When Kachemak Bay Research Reserve contacted the Castellanis about placing antennas on their property in order to determine if baby salmon were indeed swimming through their stream, the answer was an unhesitant yes, Paul said. Their eagerness and interest in the research being done on their land stood out to Coowe Walker, KBRR watershed specialist, who was used to getting much more negative, unenthusiastic responses to requests to place equipment on private property.

“We’d see them working on it a little bit and then Coowe would give us a discovery that confirmed our, because we used to walk all over the property before the beetle kill and you could just go anywhere and see what was going on, suspicions that it goes underground a lot,” Jen said.

The Castellani’s received their award from KHLT at their home last week as they were unable to attend the officially planned crowning event at the Slidehole Campground in Anchor Point during a community BBQ on Saturday, Aug. 27 from 12 – 3 p.m. KHLT will still make a presentation about the King Maker program at the event at about 12:30 p.m.

The King Maker award is new to KHLT, but not to Alaska. The program was started by Great Land Trust, which partners with organizations throughout Southcentral Alaska with a focus on the Municipality of Anchorage, Mat-Su Borough, Prince William Sound and Kodiak, according to the Great Land Trust website.

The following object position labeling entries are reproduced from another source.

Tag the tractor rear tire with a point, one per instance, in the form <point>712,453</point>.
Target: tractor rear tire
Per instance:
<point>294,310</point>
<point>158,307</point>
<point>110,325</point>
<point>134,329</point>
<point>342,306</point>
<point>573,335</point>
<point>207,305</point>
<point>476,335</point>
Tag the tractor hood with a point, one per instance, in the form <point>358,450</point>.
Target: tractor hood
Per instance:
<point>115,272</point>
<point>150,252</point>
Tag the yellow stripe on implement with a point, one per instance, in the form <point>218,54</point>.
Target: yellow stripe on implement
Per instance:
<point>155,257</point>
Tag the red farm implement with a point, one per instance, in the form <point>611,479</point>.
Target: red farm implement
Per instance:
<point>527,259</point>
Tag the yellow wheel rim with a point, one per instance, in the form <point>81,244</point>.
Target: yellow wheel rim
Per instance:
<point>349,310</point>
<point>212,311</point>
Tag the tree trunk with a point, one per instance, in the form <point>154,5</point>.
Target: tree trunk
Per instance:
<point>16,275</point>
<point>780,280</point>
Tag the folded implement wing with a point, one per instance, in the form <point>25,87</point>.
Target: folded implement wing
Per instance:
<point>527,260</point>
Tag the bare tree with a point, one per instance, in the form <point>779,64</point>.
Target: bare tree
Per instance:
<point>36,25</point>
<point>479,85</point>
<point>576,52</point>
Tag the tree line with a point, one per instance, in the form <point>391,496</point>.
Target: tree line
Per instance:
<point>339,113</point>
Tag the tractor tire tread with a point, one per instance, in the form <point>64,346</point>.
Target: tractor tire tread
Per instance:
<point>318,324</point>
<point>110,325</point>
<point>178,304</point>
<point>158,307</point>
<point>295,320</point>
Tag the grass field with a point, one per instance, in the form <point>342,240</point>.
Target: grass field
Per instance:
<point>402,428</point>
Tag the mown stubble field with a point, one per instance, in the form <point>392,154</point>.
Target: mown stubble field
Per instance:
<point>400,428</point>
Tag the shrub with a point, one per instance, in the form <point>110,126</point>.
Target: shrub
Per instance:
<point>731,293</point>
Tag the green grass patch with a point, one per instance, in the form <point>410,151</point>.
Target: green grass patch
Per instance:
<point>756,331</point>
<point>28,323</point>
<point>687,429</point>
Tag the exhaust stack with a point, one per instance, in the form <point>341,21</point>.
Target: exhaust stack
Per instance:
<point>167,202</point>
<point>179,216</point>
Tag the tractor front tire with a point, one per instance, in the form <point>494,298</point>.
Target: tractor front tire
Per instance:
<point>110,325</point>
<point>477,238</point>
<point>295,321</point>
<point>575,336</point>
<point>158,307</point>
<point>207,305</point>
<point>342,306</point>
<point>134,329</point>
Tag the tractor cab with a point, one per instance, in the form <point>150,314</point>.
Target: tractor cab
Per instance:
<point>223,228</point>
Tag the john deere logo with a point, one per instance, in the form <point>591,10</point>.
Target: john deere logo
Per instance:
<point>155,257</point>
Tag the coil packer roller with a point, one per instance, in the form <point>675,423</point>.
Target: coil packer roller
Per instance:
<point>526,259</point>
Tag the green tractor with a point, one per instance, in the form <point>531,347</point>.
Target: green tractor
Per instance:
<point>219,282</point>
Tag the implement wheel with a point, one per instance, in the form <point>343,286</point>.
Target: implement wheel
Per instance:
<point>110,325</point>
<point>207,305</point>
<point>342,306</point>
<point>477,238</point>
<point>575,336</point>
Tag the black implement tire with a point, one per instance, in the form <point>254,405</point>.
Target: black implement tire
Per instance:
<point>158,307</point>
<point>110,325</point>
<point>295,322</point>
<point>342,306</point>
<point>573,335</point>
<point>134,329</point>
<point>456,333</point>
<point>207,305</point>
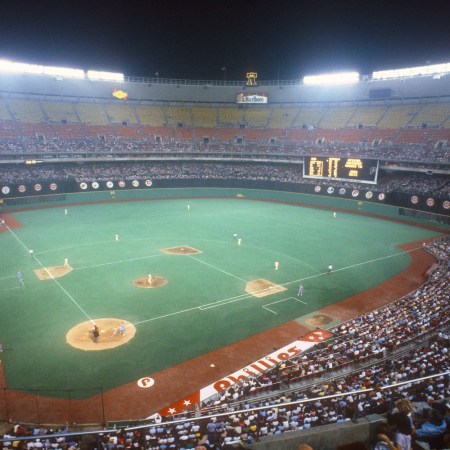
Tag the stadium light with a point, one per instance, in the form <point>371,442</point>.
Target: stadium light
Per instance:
<point>18,67</point>
<point>105,76</point>
<point>328,79</point>
<point>435,69</point>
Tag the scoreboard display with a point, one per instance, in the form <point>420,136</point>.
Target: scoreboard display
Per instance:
<point>337,168</point>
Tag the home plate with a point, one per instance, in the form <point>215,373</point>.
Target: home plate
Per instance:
<point>261,287</point>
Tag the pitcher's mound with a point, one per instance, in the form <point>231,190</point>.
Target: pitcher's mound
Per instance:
<point>318,320</point>
<point>261,288</point>
<point>182,250</point>
<point>156,282</point>
<point>52,272</point>
<point>80,336</point>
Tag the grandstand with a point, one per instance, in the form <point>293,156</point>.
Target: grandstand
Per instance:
<point>64,139</point>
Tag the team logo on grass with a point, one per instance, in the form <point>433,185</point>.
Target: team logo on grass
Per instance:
<point>145,382</point>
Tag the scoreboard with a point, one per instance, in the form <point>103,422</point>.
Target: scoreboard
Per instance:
<point>337,168</point>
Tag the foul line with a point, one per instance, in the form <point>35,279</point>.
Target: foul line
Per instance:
<point>51,276</point>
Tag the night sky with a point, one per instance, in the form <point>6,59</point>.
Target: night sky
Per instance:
<point>196,39</point>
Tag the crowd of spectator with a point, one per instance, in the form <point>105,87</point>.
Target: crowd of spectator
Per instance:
<point>437,186</point>
<point>21,148</point>
<point>404,342</point>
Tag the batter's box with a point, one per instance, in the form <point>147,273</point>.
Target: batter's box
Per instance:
<point>182,250</point>
<point>261,287</point>
<point>52,272</point>
<point>292,299</point>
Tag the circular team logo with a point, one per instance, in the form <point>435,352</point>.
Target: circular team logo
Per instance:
<point>145,382</point>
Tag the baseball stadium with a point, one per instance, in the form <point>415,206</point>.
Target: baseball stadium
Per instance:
<point>233,263</point>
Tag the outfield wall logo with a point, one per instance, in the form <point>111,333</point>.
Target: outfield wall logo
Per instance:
<point>250,371</point>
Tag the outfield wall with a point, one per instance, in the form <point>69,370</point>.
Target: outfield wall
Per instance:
<point>367,201</point>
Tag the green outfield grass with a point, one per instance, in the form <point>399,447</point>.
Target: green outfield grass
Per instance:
<point>203,306</point>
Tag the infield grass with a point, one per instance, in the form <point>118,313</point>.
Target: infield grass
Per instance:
<point>204,305</point>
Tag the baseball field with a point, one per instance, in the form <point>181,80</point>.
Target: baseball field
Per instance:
<point>167,280</point>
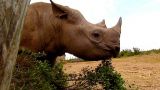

At the recommendation of GLT, KHLT has started it’s own initiative to honor people on the Peninsula who make salmon safer. Individuals crowned King Makers are good models for the community whose actions make sure salmon return, making more fish for our future, according to KHLT. The hope is to eventually spread the King Maker program to other land trusts in the state, Jantz said.

The first award was given to Dan Pascucci at an event on Aug. 5 celebrating his work in conservation education to both children and adults through Center for Alaskan Coastal Studies as a teacher/naturalist and as the education specialist at the Kenai Watershed Forum.

The motto of the King Maker program, “little actions make big fish,” pairs well with KHLT’s “Baby Salmon Live Here” campaign, which they hope to launch in September, Jantz said. Signs on properties identified as significant to baby salmon will be installed in order to show Alaskans that even little streams or offshoots of rivers that might be deemed unimportant – like the one on the Castellani’s property – can be a part of the delicate salmon ecosystem many hope to protect.